Luis Ventoso
Ella y él
A todo el mundo le sucede alguna vez, y más cuando la amenaza prostática ya se intuye tras la segunda curva de la vida. Después de una comida opípara y bien hidratada, tal vez hasta el exceso, retornas dando un largo paseo. Pero a mitad del camino te apremia una urgencia mingitoria. Como te acabas de tomar dos cafés, no te apetece resolver el apuro entrando en cualquier lado a sacudirte un tercero, pues saldrías como el conejo de Duracell, eléctrico. Así que queda la vieja treta de dar salida a la micción entrando en unos grandes almacenes. Se trataba del afamado Selfridges de Oxford Street, con sus bolsas amarillas y su fachada neoclásica de inmensa columnata. Una tienda que a los ingleses, que todo lo exprimen a su mayor gloria, hasta les ha dado para una serie de televisión.
Tras verlos quedaba una cierta sensación de que algo no encaja
En el atestado bajo no había lavabo, supongo que precisamente para desalentar incursiones de imperativo fisiológico. Era necesario subir las imperiales escaleras mecánicas y atravesar una planta ya no tan concurrida. Allá fue donde me los crucé, una pareja de jóvenes árabes, y me quedé observándolos al descuido por la curiosidad que ofrecía su contraste. El que primero me llamó la atención fue el hombre, porque en su afán desatado de modernidad, de exhibir la pasta y esgrimir glamour, lo cierto es que el tío iba hecho un cromo, con más logos encima que una moto GP. Coronaba su testa una visera de béisbol, que tenía la peculiaridad de llevar el estampado de Gucci, por lo que le habrían aplicado un buen clavo. La chupa de hipermarca, con más pelo que el Yeti en la capucha y demasiado abrigada para el final de marzo, era lo que habría necesitado el imprudente capitán Scott para derrotar a Amundsen en la carrera de la Antártida. Como la llevaba abierta, asomaba una camisa de flores suelta. El pantalón era negro y de chándal, con unas listas doradas a los lados de las perneras. Las zapatillas atendían a lo que en mi remota adolescencia se llamaba «break-dance», pero enaltecidas con unas incrustaciones doradas en los talones.

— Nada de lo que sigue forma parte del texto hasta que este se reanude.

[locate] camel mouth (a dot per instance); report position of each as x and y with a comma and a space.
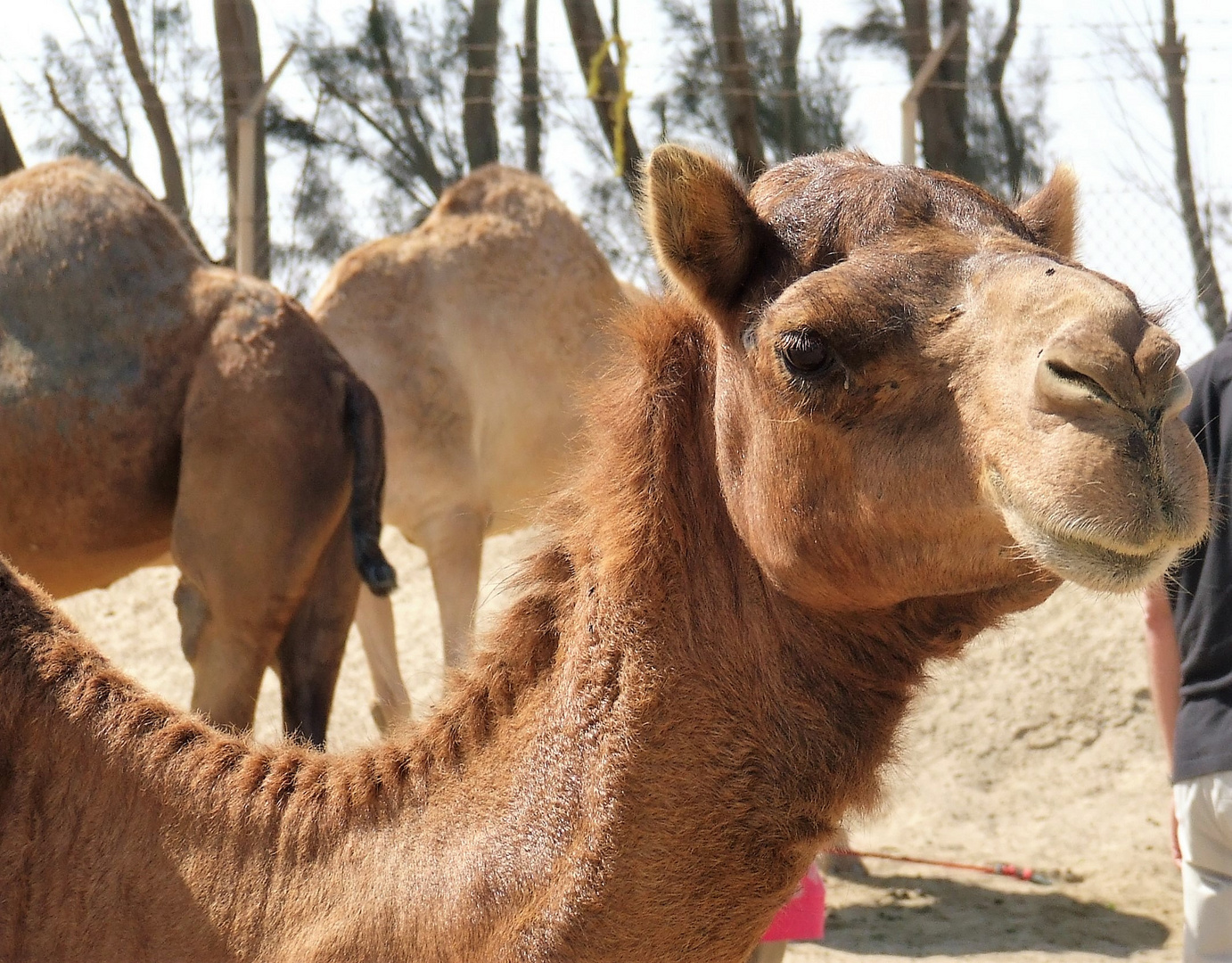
1083, 555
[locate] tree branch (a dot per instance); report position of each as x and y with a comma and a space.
422, 157
173, 171
529, 115
994, 71
383, 132
94, 141
1173, 54
478, 110
737, 86
789, 57
10, 157
587, 37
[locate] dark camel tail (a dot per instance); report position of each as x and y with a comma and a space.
366, 431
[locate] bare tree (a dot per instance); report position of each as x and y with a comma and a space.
942, 106
800, 106
789, 70
994, 73
587, 39
478, 105
10, 157
1173, 55
239, 55
93, 136
530, 113
155, 113
737, 86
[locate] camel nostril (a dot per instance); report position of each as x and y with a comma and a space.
1062, 383
1077, 380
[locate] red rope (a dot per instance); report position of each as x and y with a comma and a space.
1018, 872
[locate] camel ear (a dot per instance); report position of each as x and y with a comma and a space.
1052, 213
705, 234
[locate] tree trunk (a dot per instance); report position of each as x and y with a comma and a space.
942, 105
531, 118
478, 109
587, 37
737, 86
155, 112
10, 157
996, 76
1210, 296
239, 55
793, 111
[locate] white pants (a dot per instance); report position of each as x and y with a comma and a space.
1203, 817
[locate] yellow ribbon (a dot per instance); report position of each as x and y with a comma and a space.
620, 103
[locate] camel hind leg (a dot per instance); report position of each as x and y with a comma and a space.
454, 543
310, 654
265, 473
374, 617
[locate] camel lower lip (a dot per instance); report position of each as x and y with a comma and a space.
1080, 559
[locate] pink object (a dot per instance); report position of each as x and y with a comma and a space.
803, 918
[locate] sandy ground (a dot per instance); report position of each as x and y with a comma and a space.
1038, 747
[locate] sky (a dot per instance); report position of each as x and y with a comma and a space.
1103, 121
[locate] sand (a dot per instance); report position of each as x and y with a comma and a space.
1038, 747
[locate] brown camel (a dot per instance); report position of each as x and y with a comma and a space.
152, 402
884, 412
473, 331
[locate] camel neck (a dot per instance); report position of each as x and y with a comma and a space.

El chaval iba de chuliboy, dando el cante. Sin embargo, la pareja del muchacho optaba por otro estilo, la última moda del Yemen del siglo XI: el niqab. Enlutada de arriba abajo y con guantes negros, solo se veían sus ojos.
Me quedé pensando qué tipo de relación podían tener esas dos personas con el país occidental donde estaban, donde tal vez incluso vivían. De entrada, parecía evidente que les gustaban el consumismo y el lujo de nuestras decadentes sociedades, pues allí estaban, dándolo todo con varias bolsas amarillas a cuestas. Pero el hombre, aquella especie de pariente kitsch de Justin Bieber, aceptaba al mismo tiempo que ella caminase por Londres enmascarada en el luto, incapaz de lo mínimo en un mundo normal de libertades: circular con el rostro al descubierto. Mientras él elegía una estética rompedora, ella quedaba relegada al medievo, denotando el muro de derechos y deberes que separa en su sociedad a hombres y mujeres. ¿Compartirán esos dos chicos los valores occidentales, o les darán repelús salvo para pasar sus visas por los cajeros de las boutiques de Knigtsbridge y Mayfair? No lo sé. Pero sí parece que algo no encaja.